1日1話・話題の燃料

これを読めば今日の話題は準備OK。
著書『芸術家たちの生涯』
『ほんとうのこと』
『ねむりの町』ほか

9月8日・堀江謙一の冒険

2019-09-08 | スポーツ
9月8日は、作曲家ドヴォルザークが生まれた日(1841年)だが、冒険家のヨットマン、堀江謙一の誕生日でもある。

堀江謙一は、1938年、大阪で生まれた。父親は自動車部品工場の経営者だった。高校のヨット部に入部した謙一は、ヨットで米国へ渡ることを夢見るようになった。
高校卒業後は、父親の工場を手伝い、冒険の資金を貯めた。そうして全長6メートル弱の小型ヨット「マーメイド号」で、1962年5月、米国を目指し西宮港を出航した。パスポートがとれなかかっため、密出国だった。
同年1962年8月、マーメイド号は米国のサンフランシスコ湾に着いた。最初、得体の知れない不法入国者の出現に、米国側は警戒したが、堀江が日本からやってきた旨を告げると、一気に歓迎ムードとなり、この人類初の冒険を祝った。ヨットでの太平洋無寄港単独横断は、こうして成功した。23歳の日本人青年がなし遂げた快挙だった。その記録『太平洋ひとりぼっち』はベストセラーとなった。
その後も、堀江は、単独無寄港世界一周や、太陽電池を積んだソーラーボートや、アルミ缶リサイクルのソーラーパワーボートなどで太平洋横断するなどの冒険に挑戦した後、高校の校長となった(後、名誉校長)。
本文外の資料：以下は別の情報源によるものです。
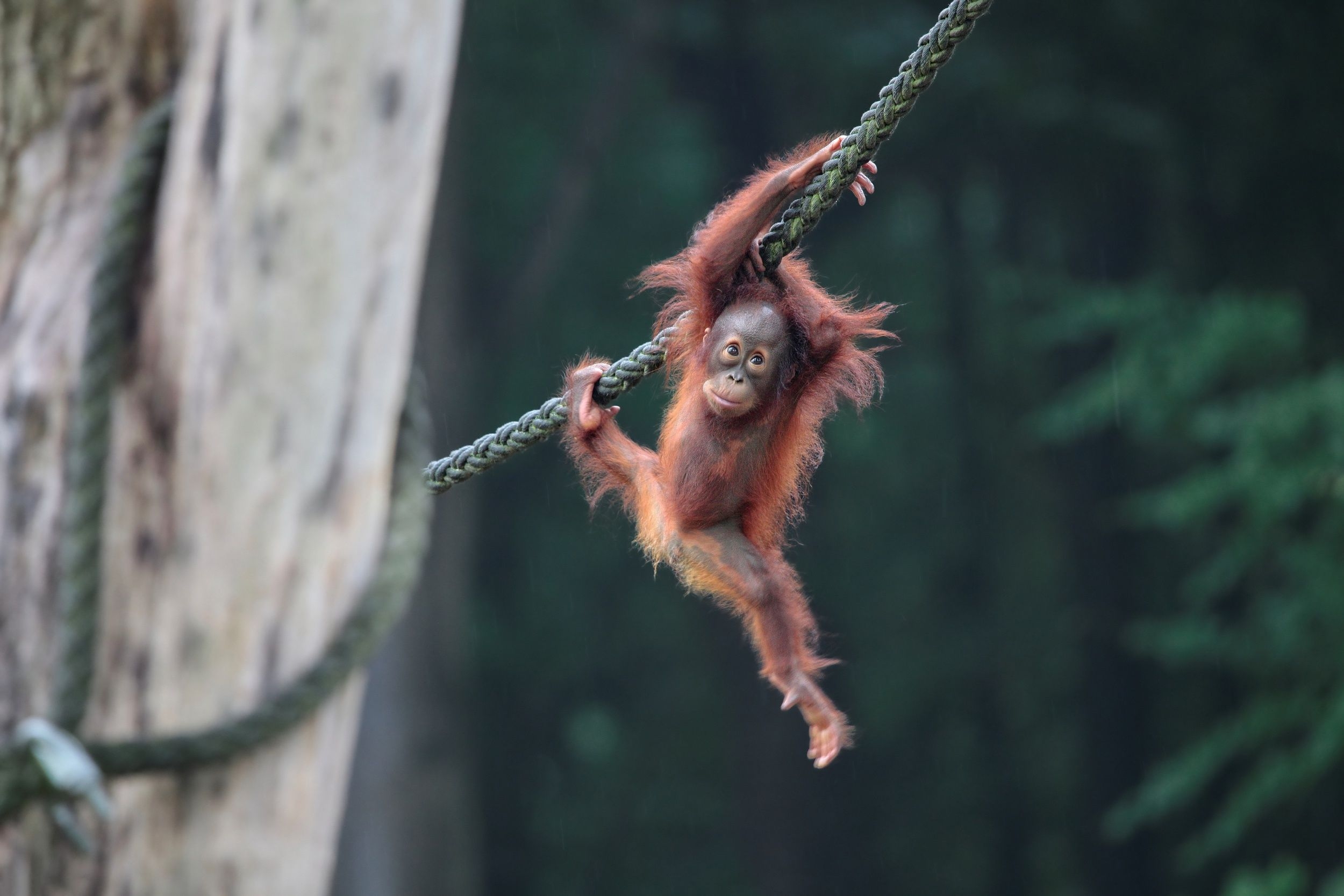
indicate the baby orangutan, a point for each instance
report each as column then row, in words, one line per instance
column 760, row 362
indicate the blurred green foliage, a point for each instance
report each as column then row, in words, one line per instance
column 1084, row 563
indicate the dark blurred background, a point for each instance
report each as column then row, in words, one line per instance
column 1084, row 563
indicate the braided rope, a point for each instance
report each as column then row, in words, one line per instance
column 546, row 421
column 803, row 214
column 891, row 105
column 125, row 238
column 356, row 640
column 124, row 241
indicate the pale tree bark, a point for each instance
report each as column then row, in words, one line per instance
column 254, row 424
column 413, row 824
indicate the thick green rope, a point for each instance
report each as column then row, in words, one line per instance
column 22, row 777
column 891, row 105
column 803, row 214
column 356, row 640
column 546, row 421
column 124, row 241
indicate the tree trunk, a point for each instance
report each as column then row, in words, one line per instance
column 256, row 418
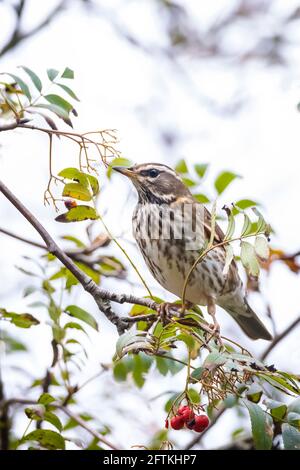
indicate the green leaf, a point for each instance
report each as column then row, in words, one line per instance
column 197, row 373
column 294, row 419
column 278, row 410
column 120, row 371
column 78, row 214
column 77, row 191
column 141, row 365
column 34, row 78
column 68, row 91
column 214, row 360
column 118, row 162
column 59, row 102
column 74, row 326
column 228, row 259
column 247, row 227
column 231, row 224
column 75, row 240
column 291, row 437
column 68, row 73
column 59, row 112
column 294, row 406
column 201, row 168
column 261, row 427
column 249, row 260
column 189, row 182
column 261, row 248
column 46, row 399
column 181, row 167
column 36, row 412
column 52, row 74
column 22, row 85
column 223, row 180
column 243, row 204
column 46, row 438
column 202, row 198
column 53, row 419
column 254, row 393
column 193, row 396
column 22, row 320
column 82, row 315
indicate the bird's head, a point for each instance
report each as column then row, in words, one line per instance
column 156, row 183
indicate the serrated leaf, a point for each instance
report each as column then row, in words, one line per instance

この堀江謙一や、三浦雄一郎、植村直己など、彼らがなぜ、そんな危険をおかして冒険に挑むのか、なかなかわからなかった。
けれど、最近になってようやく、自分なりに解釈するようになってきた。
おそらく、冒険家たちは、冒険に挑まずにはいられないのだろう。なにか困難なことに挑んでいないと、退屈で退屈で、自分がしなびて死んでしまうような気がするのにちがいない。それからまた「人間はここまでできるのだ」ということをやって見せたいのだ。そうやって人間の限界を、自分の肉体で押し広げたいのだろう。
彼らの冒険談を聞くと、「よくも、そんなことをするなあ」と半分あきれる。でも、やっぱり、人間、やってみなければわからない、と勇気づけられる。

堀江謙一はこんなことを言っている。
「ヨッティングの呼吸は、自然の猛威を、うまく避けるところにある。よくそんな理論を聞かされた。しかし、かわすとか、逃げるとか、これはウソだ。わたるということは、とにかく海との戦いである。」
この「自然、海」をつい「人生」と置き換えて読んでしまう。